According to the Swedish Companies Act, the general meeting is the Company’s highest decision-making body and the shareholders exercise their voting rights in the Company there. Certain issues, such as the adoption of the income statements and balance sheets, the disposition of the Company’s results, the granting of discharge from liability for board members and the CEO, election of board members and auditors and fees to the board and auditors are exclusive of the annual general meeting.

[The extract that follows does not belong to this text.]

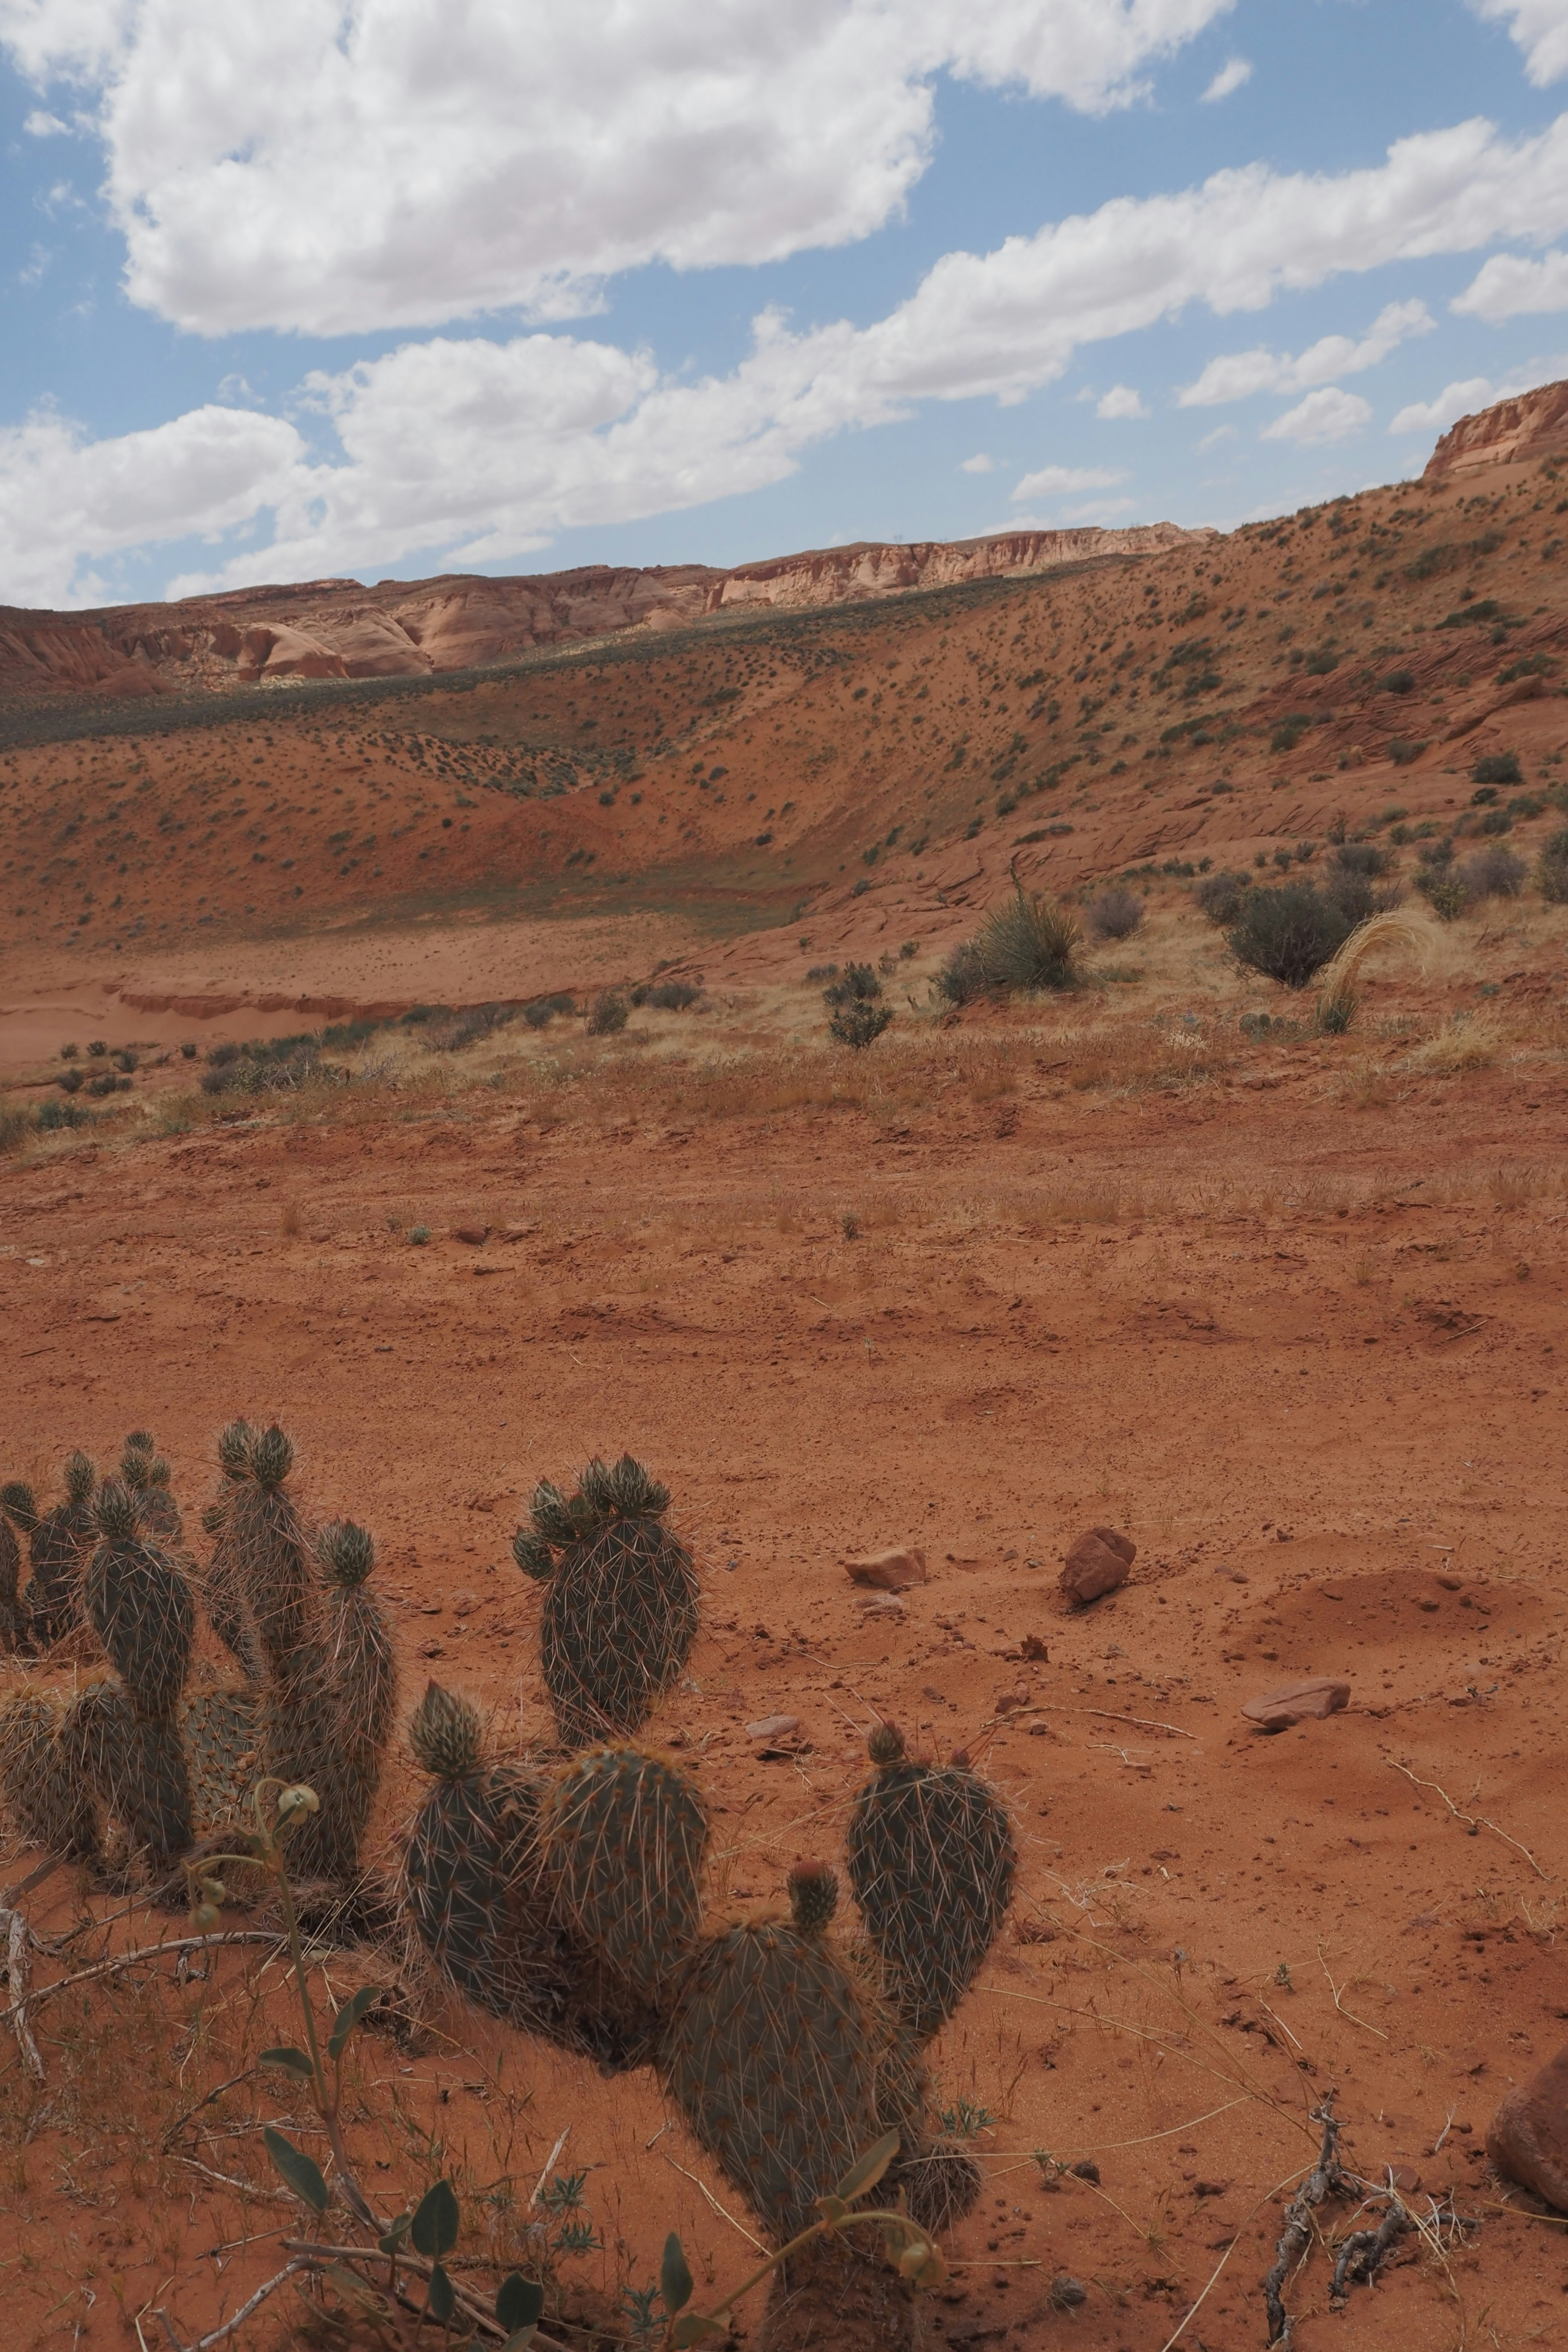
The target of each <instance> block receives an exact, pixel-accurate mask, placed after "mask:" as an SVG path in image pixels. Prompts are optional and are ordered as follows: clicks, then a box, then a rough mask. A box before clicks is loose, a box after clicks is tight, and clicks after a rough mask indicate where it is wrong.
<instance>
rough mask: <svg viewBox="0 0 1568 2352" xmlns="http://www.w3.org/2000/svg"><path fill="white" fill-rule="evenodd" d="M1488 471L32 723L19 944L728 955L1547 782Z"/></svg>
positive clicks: (1545, 614)
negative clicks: (489, 945)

The annual general meeting must be held within six months from the end of the financial year. In addition to the annual general meeting, notice can also be given of an extraordinary general meeting. In accordance with the articles of association, notice to convene the general meeting shall be published in post- och inrikes tidningar (the Swedish Official Gazette) and be kept available at the company’s website. When the notice has been issued it shall at the same time be announced in Dagens Nyheter.
Right to participate in the annual general meeting
In order to participate in the annual general meeting, shareholders must be entered in the share register kept by Euroclear Sweden six banking days before the meeting and register with the Company no later than the day specified in the notice convening the meeting. Shareholders whose shares are nominee-registered with a bank or other nominee must, in order to be entitled to attend the annual general meeting, in addition to informing the Company, request that their shares be temporarily registered in their own name in the share register kept by Euroclear Sweden. Shareholders should inform their nominees of this in good time before the record date. Shareholders may attend the annual general meeting in person or by proxy and may be accompanied by a maximum of two assistants. It is usually possible for shareholders to register for the annual general meeting in several different ways, which are specified in the notice convening the meeting.